Well humans have the ability to be objective about what's often considered subjective. Objective subjectivity. If a person examines their desires, motivations, and intentions objectively they will come across moral facts about values, and virtues. They'll come to know that honesty has moral worth, and deceit is dangerous. They'll come to know that murder is robbing innocent life. They might arrive at the consideration of what's deserved and things that are undeserving. We all make value judgments, and all value judgments bring about outcomes that are either beneficial, neutral, or damaging to those involved, and at large beyond that.
Actions, or inactions both tell a moral story. We have the ability to assess those things if we are objectively about the truth of those things as we deserve to know it.
People come to realize there is a price to pay for acting falsely toward honest motives. Society pays a price.
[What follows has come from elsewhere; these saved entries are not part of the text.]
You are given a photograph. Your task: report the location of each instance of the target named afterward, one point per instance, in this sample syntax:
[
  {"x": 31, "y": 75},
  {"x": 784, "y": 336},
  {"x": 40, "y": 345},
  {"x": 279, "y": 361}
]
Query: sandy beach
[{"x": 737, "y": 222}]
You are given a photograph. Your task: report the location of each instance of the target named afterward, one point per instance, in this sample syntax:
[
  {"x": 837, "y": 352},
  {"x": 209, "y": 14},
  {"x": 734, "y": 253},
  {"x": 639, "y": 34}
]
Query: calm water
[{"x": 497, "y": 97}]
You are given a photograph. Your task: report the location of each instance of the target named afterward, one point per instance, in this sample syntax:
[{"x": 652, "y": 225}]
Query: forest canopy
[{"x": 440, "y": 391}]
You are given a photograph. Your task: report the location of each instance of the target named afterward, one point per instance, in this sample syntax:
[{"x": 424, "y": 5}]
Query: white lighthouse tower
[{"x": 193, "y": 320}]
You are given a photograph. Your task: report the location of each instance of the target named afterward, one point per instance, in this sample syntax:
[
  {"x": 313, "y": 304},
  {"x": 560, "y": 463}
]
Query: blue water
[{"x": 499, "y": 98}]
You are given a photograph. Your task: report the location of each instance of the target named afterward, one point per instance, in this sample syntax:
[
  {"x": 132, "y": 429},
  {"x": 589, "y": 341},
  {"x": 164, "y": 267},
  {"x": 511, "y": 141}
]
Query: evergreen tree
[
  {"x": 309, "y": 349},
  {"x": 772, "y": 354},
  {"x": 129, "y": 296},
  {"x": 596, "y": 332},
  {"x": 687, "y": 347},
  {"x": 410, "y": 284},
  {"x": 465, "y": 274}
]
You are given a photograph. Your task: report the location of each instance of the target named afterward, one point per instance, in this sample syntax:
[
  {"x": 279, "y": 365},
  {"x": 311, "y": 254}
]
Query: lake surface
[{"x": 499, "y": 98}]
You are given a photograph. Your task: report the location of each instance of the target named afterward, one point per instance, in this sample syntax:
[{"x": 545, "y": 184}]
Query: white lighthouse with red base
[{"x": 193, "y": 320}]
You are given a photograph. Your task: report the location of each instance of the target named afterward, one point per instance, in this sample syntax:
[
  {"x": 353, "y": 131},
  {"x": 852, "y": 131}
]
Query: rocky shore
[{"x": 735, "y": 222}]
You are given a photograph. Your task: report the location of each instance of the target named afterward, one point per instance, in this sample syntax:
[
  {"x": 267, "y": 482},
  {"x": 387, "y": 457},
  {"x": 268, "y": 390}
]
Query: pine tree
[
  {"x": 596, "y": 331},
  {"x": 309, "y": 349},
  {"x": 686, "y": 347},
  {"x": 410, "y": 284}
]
Actions, and inactions can often reveal character. And the integrity of society depends upon honest dealings. So it becomes necessary to protect the public, and private honesty, and to defend against malicious falsehoods, and bad dealings.
Moral empiricism is about the study of our own motives and actions and the results of those things and how they affect society.
People lose sight of the value of truthfulness, and accountability. People think that they have no accountability to society. They use their moral relativism to cheat, deceive, and lie as it seems to suit themselves without taking into account the larger consequences.
People come to realize there is a common good, and a right to private good through moral empiricism. People come to realize what's a human right, and what is not.
Everyone employs moral empiricism; the study of motives, desires, actions, inactions and the results they give to not only themselves but to society.
So there's a truth about these things that can't be avoided. If society has the wrong values then everybody pays. So moral empiricism is vitally important.